1) What did you think of disc golf when it first appeared on your shot sheet a couple years back?

I’ve known about disc golf for a long time. A public park near me has had a course set up for years so it wasn’t a surprise.

2) How do you feel about the sport now as it has started to appear on SportsCenter more often?

I respect any competition but I’m not very good at throwing a Frisbee. I don’t enjoy doing things I’m terrible at!

3) Have you ever played? If so, how did it go?

I haven’t officially played. Like I said I have low confidence in yo-yos, harmonicas, and disc golf.

4) I know there are a few disc golfers who work at ESPN, and they've been instrumental in getting the sport on the air. What's the vibe like among the ESPN disc golf crew?

They don’t wear uniforms to work so they are incognito. I assume you need bug spray? They seem to be in the woods a lot.

5) What was your reaction when you first heard that a professional disc golfer shot 18-under par?

The Swedes have a system called “54.” They teach, mentally, that is should be possible to birdie every hole and shoot 54. And that golfers should think that it is possible. That’s what I thought of when I saw the 18-under.



6) The McBeth commentary, with all of the Shakespeare references, was a treat. How did that come together?

I was handed the shot sheet and had about 30 seconds to prepare. I saw the name and felt like it would be good filler to a highlight that probably had a lot of Frisbees in the air. I didn’t say what I was doing and some might not have even made the connection, but that’s how I like to do things: quietly and unexpectedly.

7) I'm sure you've seen, either via social media mentions or otherwise, that disc golfers can be protective of the sport. Have you ever noticed when people have gotten upset about it being called "frolf" or maybe taken some of your commentary too personally?

I have not been chirped on social media by a disc golfer, but after 22 years at ESPN my skin is as thick as a tree trunk. Nothing bothers me. The downside to that is sincere compliments also don’t usually penetrate. But, the response to the McBeth highlight was all positive.

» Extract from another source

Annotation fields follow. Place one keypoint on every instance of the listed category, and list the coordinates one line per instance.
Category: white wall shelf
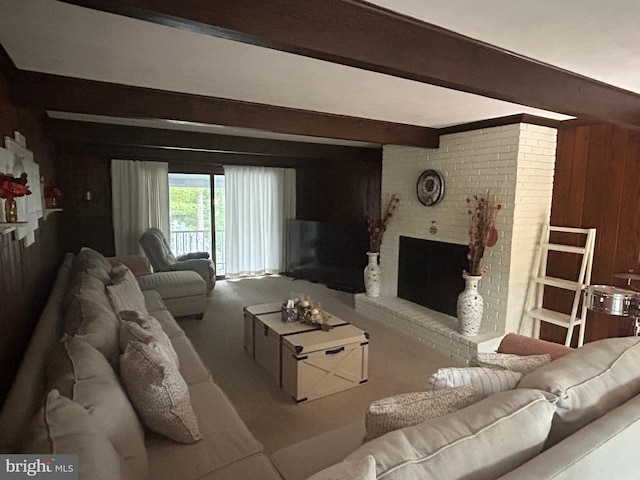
(10, 227)
(49, 211)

8) Here's another one based off social media chatter. Disc golf: real sport, or no?

Sport is 99% competition. Otherwise, it’s just exercise. If you keep score or time, it’s a sport.

9) Based on what you've seen of disc golf, give me an athlete from another sport who you think would excel at it, and why.

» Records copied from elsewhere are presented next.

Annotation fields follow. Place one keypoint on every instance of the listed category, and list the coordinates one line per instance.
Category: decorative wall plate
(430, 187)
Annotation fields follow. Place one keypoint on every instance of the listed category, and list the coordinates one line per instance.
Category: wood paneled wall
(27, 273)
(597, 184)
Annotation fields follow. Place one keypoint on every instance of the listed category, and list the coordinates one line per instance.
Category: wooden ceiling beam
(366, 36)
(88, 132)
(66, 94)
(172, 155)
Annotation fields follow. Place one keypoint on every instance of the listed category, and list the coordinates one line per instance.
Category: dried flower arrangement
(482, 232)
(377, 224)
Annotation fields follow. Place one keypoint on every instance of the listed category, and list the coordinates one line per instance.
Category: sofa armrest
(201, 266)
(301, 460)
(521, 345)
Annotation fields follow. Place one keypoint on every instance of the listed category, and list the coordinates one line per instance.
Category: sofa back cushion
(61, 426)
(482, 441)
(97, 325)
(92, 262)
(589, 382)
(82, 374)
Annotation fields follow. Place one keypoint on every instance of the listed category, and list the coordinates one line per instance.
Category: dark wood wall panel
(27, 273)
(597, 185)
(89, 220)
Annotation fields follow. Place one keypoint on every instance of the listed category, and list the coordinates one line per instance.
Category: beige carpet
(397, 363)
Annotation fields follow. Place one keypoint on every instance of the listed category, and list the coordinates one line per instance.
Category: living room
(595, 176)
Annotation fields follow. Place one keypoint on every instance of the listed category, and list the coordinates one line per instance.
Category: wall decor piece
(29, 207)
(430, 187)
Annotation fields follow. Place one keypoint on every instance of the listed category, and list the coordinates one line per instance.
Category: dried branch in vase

Anybody who is great from the wrist to elbow. [Roger] Federer, Tiger Woods, Shohei Otani, Steph Curry.

10) Disc golf is a sport that is still an outlier that hasn't broken all the way through to the mainstream. As far as broadcasts go, it mostly lives online. In your estimation as a professional broadcaster, do you think it has the potential to break through to more traditional coverage?

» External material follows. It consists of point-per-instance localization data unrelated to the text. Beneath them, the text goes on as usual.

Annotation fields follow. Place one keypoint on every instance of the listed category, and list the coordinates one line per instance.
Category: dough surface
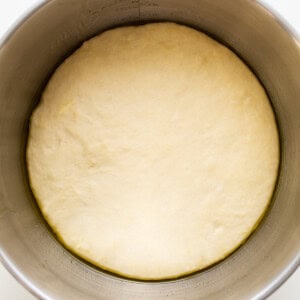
(153, 152)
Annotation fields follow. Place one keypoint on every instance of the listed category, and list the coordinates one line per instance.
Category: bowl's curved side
(29, 54)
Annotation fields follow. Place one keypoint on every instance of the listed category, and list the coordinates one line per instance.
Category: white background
(10, 11)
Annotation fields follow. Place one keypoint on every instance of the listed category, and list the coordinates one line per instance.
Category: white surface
(10, 11)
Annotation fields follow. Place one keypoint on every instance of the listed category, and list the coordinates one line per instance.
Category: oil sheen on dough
(153, 152)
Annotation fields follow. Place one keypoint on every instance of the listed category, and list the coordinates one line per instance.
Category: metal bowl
(28, 56)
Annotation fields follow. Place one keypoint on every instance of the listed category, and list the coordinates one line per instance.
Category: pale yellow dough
(154, 151)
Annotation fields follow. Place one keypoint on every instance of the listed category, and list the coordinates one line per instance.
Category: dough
(153, 152)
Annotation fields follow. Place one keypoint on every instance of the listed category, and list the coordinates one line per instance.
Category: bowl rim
(269, 289)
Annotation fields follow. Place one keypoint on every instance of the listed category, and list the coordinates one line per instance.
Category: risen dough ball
(154, 151)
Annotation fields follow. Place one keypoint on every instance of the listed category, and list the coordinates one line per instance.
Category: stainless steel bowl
(28, 56)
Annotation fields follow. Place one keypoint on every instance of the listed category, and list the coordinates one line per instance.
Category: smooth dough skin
(153, 152)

Probably not. I think people will always look at it as a backyard game, and for the most part the Frisbee seems to have lost its mass appeal that was there when I was growing up. But, I could be wrong.


A few weeks ago, ESPN2 aired coverage of the 2018 Cornhole World Championships, so it's a bit silly to say disc golf won't break through to traditional coverage because it's a "backyard game."

It's painfully obvious from his comments that we need more mainstream education about the game, but the more coverage the better, so I'm glad ESPN is adding even a tiny bit of disc golf to its programming.